Verrucaria ahtii

Scientific classification
- Kingdom: Fungi
- Division: Ascomycota
- Class: Eurotiomycetes
- Order: Verrucariales
- Family: Verrucariaceae
- Genus: Verrucaria
- Species: V. ahtii
- Binomial name: Verrucaria ahtii Pykälä, Launis & Myllys (2017)

= Verrucaria ahtii =

- Authority: Pykälä, Launis & Myllys (2017)

Species of lichen

Verrucaria ahtii is a species of saxicolous (rock-dwelling) crustose lichen in the family Verrucariaceae. It is found in Finland, Lithuania, Russia, and Switzerland, where it occurs on calcareous pebbles.

==Taxonomy==

The lichen was formally described as a new species in 2017 by Juha Pykälä, Annina Launis, and Leena Myllys. The type specimen was collected by the first author in Lohja (Southwest Finland) on a high road bank northwest of a lime processing factory; there it was found growing on a pebbles that may have been enriched by calcium-rich dust. The species epithet honours Finnish lichenologist Teuvo Ahti, "for his major contributions to lichenology". The type specimen is kept in the collections of the mycological herbaria of the Botanical Museum of the Finnish Museum of Natural History.

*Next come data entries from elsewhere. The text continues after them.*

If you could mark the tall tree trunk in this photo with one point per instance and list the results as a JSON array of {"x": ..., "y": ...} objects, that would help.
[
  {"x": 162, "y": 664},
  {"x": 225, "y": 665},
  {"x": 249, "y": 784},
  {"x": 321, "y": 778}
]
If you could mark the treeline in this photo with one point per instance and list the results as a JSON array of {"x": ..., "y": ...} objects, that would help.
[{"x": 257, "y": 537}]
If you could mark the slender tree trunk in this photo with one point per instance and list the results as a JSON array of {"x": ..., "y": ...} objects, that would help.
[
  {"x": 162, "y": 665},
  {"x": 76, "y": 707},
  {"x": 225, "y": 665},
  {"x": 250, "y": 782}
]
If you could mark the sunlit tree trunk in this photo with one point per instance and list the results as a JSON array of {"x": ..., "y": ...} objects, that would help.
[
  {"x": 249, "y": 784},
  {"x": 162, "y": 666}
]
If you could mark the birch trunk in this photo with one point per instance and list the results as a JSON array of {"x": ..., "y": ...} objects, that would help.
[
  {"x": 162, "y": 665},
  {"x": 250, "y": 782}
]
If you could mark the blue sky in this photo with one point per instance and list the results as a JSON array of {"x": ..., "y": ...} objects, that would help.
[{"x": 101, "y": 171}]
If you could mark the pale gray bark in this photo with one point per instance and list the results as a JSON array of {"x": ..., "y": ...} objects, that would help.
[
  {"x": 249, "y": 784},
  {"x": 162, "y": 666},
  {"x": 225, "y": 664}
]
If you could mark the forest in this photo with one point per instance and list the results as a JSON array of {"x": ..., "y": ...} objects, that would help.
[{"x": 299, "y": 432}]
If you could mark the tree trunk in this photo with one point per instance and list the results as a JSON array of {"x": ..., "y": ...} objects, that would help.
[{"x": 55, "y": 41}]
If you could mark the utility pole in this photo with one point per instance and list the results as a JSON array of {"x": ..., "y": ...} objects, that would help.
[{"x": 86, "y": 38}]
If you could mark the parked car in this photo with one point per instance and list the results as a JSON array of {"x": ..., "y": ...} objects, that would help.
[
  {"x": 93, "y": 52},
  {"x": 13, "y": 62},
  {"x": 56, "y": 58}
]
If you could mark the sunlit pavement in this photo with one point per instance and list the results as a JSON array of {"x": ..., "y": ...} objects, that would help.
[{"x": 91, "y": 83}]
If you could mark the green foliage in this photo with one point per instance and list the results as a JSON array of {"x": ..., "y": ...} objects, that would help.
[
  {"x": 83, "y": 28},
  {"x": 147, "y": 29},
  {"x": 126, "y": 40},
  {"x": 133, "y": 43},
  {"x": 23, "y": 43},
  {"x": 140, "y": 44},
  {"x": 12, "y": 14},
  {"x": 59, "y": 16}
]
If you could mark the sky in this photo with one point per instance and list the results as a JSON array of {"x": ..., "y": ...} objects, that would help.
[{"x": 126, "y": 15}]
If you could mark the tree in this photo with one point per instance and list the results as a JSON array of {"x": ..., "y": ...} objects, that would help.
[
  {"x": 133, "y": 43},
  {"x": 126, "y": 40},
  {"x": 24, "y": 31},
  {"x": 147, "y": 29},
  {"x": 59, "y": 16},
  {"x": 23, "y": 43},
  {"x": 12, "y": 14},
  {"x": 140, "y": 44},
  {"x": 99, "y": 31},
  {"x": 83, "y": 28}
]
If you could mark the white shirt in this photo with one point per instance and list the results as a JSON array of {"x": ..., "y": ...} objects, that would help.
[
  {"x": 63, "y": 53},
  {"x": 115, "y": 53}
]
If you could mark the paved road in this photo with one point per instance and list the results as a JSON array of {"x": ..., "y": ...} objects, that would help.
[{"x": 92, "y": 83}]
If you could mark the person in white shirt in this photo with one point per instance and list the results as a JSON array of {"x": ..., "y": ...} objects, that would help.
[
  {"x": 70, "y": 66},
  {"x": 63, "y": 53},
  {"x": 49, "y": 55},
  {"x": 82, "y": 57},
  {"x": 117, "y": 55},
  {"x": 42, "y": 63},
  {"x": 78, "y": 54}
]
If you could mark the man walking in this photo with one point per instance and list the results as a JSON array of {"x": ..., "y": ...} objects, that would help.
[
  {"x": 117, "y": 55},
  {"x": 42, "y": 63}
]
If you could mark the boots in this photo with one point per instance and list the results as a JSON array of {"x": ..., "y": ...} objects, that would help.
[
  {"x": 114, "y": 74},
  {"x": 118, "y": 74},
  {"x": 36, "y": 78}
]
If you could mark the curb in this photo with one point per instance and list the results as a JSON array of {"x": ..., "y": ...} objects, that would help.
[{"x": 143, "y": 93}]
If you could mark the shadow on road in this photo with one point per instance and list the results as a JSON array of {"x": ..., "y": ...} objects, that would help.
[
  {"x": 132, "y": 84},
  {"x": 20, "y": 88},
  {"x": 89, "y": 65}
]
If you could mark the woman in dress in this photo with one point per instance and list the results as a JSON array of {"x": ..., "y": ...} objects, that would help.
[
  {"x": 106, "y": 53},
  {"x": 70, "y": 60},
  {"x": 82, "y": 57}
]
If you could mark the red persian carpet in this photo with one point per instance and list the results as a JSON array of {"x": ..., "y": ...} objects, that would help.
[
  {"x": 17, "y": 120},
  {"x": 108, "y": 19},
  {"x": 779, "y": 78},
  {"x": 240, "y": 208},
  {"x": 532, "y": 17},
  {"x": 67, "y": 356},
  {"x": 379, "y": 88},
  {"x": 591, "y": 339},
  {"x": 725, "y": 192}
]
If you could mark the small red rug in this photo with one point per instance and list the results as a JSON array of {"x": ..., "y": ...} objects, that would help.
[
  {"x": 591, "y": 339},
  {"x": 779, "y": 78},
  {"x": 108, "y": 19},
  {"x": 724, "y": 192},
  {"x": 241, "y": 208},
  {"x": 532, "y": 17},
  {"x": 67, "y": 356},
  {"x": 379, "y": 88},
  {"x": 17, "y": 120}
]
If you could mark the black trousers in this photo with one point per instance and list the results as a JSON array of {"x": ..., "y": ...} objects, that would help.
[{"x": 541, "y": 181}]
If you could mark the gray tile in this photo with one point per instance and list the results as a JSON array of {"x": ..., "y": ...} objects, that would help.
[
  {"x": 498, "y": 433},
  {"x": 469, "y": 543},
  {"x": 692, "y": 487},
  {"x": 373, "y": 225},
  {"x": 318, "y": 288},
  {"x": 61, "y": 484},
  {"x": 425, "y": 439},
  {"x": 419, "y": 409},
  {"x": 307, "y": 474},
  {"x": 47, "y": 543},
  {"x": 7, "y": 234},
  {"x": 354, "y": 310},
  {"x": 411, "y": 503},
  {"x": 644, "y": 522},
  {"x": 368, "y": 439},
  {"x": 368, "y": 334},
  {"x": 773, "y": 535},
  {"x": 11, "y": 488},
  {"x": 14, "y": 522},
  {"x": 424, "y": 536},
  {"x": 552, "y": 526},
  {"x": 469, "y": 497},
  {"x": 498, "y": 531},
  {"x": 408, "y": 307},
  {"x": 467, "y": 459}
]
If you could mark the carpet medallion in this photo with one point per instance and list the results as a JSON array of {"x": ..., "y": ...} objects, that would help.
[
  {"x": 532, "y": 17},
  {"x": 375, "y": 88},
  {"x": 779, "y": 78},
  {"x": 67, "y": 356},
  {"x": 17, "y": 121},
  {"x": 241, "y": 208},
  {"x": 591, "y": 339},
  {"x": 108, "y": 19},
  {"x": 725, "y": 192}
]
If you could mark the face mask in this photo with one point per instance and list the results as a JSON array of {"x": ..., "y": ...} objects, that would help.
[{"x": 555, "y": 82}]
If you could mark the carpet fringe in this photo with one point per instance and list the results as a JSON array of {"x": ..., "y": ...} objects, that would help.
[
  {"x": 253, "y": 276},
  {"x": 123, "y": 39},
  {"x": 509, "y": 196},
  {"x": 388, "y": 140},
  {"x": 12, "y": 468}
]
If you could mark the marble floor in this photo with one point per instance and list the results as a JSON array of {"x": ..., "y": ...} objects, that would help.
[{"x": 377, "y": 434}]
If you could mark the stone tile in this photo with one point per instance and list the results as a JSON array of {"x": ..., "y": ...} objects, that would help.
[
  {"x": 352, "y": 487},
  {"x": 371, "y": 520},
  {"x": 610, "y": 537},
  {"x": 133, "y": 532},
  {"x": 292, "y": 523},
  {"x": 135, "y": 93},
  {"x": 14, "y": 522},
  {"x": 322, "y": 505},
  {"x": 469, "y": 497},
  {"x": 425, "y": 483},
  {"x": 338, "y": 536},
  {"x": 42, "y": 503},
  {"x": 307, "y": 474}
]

Molecular phylogenetic analysis of DNA sequences from the internal transcribed spacer regions shows that Verrucaria ahtii is closely related to V. vitikainenii.

==Description==

The crust-like thallus Verrucaria ahtii is usually from medium brown to dark grey (rarely, it is grey), and has a flake-like consistency. It has a medium- to dark-brown prothallus that is often inconspicuous. The perithecia are partly immersed in the thallus, measure 0.15–0.32 mm in diameter, and have a dark, flat, inconspicuous ostiole (pore). The exciple (the ring-shaped tissue layer surrounding the hymenium) measures 0.16–0.32 mm and has a dark brown wall about 13–18 μm thick. Algal cells are 5–11 μm wide. Ascospores are 20.6–25.5 by 10.2–12.4 μm and lack a (a colorless, often gelatinous enveloping layer).

==Habitat and distribution==

Verrucaria ahtii grows on calcareous pebbles, and on siliceous pebbles that have been enriched with calcareous dust. It prefers sunny habitats, and has been recorded from south-facing rock walls in lime quarries. The lichen was originally known to occur in Finland, Lithuania, and Russia. In 2018, it was recorded from Switzerland, where it was found growing on calcareous plaster on a humid and shaded wall. The Lithuanian and Russian collections were incorrectly reported as Verrucaria invenusta.